Watching TV often makes me grumpy. “Dramas” with actors who look like actors (as opposed to the doctors and detectives they’re supposedly playing). Emcees applauding their own appearance on stage. Charlie Rose awestruck in the presence of Penelope Cruz, lobbing her softballs and then saying “less movies,” as if the interview were being conducted in his second language.
But reading a newspaper I almost always find something to cheer me. Sunday it was the sports section of the New York Times, which ran the headline: “Querrey Rebounds From a Scary Fall to Resume His Steady Climb.” The two opposite and single-syllabled nouns fronted by two-syllabled and nearly rhymed adjectives practically made my day.

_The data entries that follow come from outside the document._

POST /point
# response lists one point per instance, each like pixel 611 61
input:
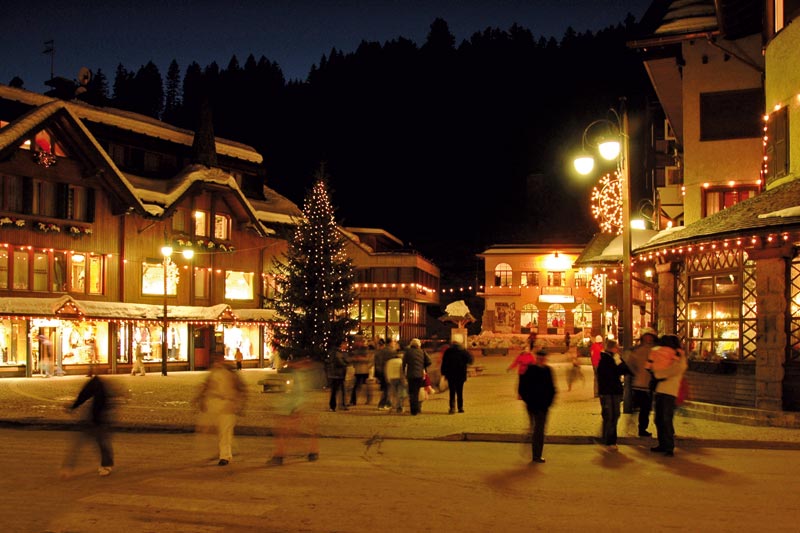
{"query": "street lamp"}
pixel 615 146
pixel 166 251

I have never desired Carl Kasell's voice on my home answering machine (Hania does a lovely job with hers), but I do like listening to the NPR news quiz show "Wait Wait ... Don't Tell Me!" The questions tend to be fairly easy, but the panelists are usually funny and irreverent.
Usually. This past Saturday, the celebrity guest was Pete Carroll, the new coach of the Seattle Seahawks and the former coach of the University of Southern California Trojans. USC was recently penalized by the NCAA for a number of violations, mostly in its football program. Carroll is believed by many to have taken the job in Seattle so he could avoid the mess at USC. He has claimed that he knew nothing about the violations.
The always affable Peter Sagal refrained from bringing up this matter during his interview with Carroll - perhaps forgetting that he is the host of a "news quiz show." It is also a humor show. And none of the normally astute panelists noted that the coach now under suspicion for turning a blind eye was on the segment of the show called "Not My Job."
When I tell people what I do for a living, the reaction is almost always the same, some variation on: "What a great job! I would love to be a travel writer."
I used to try to explain, after my initial agreement, that it's not like they think, that I'm not on vacation, enjoying the sights; I'm trying (sometimes futilely) to meet interesting people, learn new things, find a compelling story.
But I've stopped doing that. Now I look at the person with interest and ask: "Really? What was the last travel book you read?"
I had lunch the other day with a woman who works for one of the local Convention and Visitor Bureaus. She said she's been especially busy this summer because of the oil spill.
I expressed surprise, noting that the oil hasn't come close to us. But she said that people hear it's in Florida and they stay away. They don't realize that South Florida is 500 miles from Pensacola, and that it faces the ocean instead of the gulf.
Geography: Not just a subject in school, but a tool for vacation.
Leaving the post office yesterday, I stopped into the old newsstand. The new owner had gotten rid of many of the out-of-town and foreign newspapers - the things that you can read online and that give a newsstand class. But he'd added books, including a section devoted to local authors.
Neither of my two books was there. True, I don't write very often about South Florida, and when I do, I do so critically. But not as critically as people who litter the landscape with corpses. I guess portraying South Florida as a playground for killers is acceptable because it's fiction, while my digs at the place as a cultural wasteland are not (fiction or acceptable). Or perhaps, because they're nonfiction, they're simply unread.
I asked the owner how business was. He said there was a problem because many of his customers saw the store as a place to buy their lottery tickets. He had tried to get them interested in books, but without success.
No, what I write is definitely not fiction.